JPMorgan’s head of new technologies hired by Lending Club

JPMorgan Chase & Co.’s head of new technologies has been hired by Lending Club Corp. as the peer-to-peer lending pioneer seeks to rebuild business following a scandal over its corporate controls.

Santiago Suarez will join the San Francisco-based company as head of strategy and mergers and acquisitions, he said on Twitter.

He was previously JPMorgan’s head of new product development and emerging technologies, a group he co-founded and which has helped the biggest U.S. bank experiment with the digital ledger known as blockchain as well as machine-learning techniques. Before that, he worked in JPMorgan’s corporate-strategy group — described by some bankers as a SWAT team deployed by Chairman and CEO Jamie Dimon to take care of pressing issues in the business.

The high-profile hire is the latest by Lending Club, whose stock has tumbled by almost two-thirds from its listing price of $15 a share after the company found abuses tied to the sale of some of its loans, which led to the departure of its founder and former CEO Renaud Laplanche. It also comes as peer-to-peer lending grows more enmeshed with the Wall Street institutions its champions once eschewed, with the launch of Goldman Sachs Group Inc.’s own proprietary offering being but one example.
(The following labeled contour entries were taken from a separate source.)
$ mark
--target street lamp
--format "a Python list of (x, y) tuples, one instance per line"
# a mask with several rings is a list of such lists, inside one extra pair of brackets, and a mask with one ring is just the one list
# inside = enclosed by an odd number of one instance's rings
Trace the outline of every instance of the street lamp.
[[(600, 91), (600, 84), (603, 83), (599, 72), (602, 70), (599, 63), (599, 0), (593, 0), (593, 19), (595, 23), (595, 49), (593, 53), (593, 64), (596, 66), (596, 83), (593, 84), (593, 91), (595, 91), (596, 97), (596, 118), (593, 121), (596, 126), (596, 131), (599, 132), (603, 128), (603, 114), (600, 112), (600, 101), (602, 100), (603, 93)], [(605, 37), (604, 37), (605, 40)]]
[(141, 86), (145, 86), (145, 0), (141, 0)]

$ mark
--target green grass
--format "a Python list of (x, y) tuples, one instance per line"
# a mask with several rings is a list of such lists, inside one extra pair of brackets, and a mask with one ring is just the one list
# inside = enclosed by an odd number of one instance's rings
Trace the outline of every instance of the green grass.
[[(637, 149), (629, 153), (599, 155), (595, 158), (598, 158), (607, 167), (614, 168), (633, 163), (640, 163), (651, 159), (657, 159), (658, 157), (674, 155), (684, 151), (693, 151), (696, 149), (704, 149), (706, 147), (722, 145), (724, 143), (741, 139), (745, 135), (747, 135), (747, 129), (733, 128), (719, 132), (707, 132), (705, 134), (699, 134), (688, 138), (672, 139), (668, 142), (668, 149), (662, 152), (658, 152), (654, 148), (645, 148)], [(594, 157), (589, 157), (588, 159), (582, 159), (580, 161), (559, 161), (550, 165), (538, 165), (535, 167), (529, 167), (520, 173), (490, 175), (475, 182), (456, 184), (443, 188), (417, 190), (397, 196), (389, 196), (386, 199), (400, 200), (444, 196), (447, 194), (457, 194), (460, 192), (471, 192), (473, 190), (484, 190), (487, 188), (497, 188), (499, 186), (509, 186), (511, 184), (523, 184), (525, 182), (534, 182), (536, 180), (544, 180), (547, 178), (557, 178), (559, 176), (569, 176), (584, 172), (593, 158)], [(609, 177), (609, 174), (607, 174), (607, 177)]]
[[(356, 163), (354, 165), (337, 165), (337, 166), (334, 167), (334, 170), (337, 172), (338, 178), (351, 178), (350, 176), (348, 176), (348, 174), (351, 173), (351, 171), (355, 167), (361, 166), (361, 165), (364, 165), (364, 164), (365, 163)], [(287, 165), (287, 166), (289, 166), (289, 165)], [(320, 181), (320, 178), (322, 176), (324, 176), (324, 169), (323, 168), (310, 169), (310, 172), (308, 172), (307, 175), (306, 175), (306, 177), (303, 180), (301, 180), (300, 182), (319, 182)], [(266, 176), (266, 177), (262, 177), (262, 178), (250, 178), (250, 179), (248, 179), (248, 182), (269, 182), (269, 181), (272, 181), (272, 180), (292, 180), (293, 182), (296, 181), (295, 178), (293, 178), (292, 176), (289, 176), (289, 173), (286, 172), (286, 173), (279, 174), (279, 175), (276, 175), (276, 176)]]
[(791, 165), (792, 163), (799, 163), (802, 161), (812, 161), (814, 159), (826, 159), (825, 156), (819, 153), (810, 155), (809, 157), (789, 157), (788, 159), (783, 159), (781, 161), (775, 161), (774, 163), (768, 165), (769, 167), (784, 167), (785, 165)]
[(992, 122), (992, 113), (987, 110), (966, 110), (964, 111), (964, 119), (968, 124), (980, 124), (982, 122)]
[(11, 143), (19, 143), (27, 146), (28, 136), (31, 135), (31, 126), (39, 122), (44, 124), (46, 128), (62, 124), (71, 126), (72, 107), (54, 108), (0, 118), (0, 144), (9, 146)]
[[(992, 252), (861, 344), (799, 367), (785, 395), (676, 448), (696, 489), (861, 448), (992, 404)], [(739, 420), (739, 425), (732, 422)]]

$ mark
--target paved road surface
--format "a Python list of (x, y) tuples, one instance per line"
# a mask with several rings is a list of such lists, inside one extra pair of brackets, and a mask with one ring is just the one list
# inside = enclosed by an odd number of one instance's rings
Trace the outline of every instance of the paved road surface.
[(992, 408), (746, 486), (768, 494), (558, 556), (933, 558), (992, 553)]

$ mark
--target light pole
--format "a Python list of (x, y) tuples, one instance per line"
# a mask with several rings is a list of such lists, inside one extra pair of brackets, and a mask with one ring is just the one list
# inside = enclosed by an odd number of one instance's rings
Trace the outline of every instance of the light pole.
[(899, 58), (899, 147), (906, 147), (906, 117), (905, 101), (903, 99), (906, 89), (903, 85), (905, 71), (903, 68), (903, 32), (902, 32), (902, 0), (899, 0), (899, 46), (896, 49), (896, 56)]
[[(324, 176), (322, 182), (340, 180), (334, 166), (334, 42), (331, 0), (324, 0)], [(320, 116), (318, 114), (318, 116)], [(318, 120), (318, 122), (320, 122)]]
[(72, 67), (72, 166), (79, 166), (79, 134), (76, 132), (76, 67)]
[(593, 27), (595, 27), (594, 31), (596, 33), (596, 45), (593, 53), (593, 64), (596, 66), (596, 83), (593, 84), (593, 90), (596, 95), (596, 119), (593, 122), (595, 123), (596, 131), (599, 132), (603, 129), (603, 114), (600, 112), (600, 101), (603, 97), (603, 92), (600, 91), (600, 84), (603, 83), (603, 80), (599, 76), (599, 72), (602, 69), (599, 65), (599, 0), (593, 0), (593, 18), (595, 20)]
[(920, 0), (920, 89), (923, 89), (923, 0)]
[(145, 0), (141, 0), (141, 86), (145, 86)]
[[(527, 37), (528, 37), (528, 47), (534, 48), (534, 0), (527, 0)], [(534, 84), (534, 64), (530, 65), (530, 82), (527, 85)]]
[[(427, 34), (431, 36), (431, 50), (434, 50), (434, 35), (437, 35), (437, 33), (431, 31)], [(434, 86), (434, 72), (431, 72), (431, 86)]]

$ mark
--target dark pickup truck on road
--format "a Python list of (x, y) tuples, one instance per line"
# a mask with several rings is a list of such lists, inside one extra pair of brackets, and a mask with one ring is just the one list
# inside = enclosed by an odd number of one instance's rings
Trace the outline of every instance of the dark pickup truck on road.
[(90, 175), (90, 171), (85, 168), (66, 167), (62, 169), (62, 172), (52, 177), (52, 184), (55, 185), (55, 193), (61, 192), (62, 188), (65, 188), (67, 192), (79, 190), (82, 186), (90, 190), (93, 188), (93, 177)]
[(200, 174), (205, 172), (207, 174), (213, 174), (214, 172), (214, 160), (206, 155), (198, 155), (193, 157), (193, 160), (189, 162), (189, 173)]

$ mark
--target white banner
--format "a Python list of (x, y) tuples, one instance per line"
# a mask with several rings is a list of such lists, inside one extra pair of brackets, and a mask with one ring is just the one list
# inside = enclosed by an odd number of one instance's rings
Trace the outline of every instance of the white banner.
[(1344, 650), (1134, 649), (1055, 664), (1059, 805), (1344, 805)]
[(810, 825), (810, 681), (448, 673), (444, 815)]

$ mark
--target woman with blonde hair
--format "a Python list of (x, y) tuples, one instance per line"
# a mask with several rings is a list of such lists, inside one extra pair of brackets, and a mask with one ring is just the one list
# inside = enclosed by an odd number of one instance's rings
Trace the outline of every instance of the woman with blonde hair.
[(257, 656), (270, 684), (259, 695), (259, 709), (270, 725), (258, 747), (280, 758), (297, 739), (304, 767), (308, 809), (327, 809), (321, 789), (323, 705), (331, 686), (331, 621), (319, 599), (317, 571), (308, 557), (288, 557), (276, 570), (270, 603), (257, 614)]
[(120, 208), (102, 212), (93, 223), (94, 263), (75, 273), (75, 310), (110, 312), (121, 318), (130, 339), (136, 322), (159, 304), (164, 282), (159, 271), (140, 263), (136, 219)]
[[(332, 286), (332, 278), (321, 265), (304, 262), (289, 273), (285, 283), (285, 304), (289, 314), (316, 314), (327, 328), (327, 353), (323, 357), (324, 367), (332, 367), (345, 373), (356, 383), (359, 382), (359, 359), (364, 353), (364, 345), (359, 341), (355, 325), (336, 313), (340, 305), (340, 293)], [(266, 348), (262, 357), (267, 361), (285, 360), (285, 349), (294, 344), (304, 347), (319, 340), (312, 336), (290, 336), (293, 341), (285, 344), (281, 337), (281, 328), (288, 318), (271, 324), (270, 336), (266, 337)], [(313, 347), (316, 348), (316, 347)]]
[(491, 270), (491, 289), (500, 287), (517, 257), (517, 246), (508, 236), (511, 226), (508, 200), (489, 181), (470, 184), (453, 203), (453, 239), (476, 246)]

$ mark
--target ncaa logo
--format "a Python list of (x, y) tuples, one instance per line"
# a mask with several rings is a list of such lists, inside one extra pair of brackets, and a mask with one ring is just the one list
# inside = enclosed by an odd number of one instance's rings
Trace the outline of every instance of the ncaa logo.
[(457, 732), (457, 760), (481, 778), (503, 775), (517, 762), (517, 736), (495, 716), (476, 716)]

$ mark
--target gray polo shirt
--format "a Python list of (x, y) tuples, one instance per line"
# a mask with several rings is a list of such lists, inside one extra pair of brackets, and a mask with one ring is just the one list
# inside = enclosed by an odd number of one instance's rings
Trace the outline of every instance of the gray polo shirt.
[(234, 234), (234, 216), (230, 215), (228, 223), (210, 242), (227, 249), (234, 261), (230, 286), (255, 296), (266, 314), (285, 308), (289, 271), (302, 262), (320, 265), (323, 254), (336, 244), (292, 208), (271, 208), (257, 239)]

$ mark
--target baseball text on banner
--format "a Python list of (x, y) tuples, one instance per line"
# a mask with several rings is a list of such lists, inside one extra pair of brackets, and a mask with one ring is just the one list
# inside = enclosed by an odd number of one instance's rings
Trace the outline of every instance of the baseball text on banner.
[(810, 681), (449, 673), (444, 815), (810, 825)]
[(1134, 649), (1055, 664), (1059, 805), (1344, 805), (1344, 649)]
Suarez declined to comment publicly when contacted by Bloomberg. He joins the company after taking a sabbatical from the bank. On LinkedIn, he said that currently he was “on leave traveling around the world on a bit of an adventure climbing mountains, rock faces, and the occasional ice sheet.” Lending Club didn’t immediately reply to a request for confirmation submitted after normal business hours.

Lending Club, which uses an online platform to directly connect borrowers with lenders, has been seeking to restore its funding sources by selling bonds and re-establishing relationships with banks. Last month Scott Sanborn, the new CEO, said the company still intends to expand abroad and has “accomplished the foundational work required to prepare Lending Club for the growth to come.”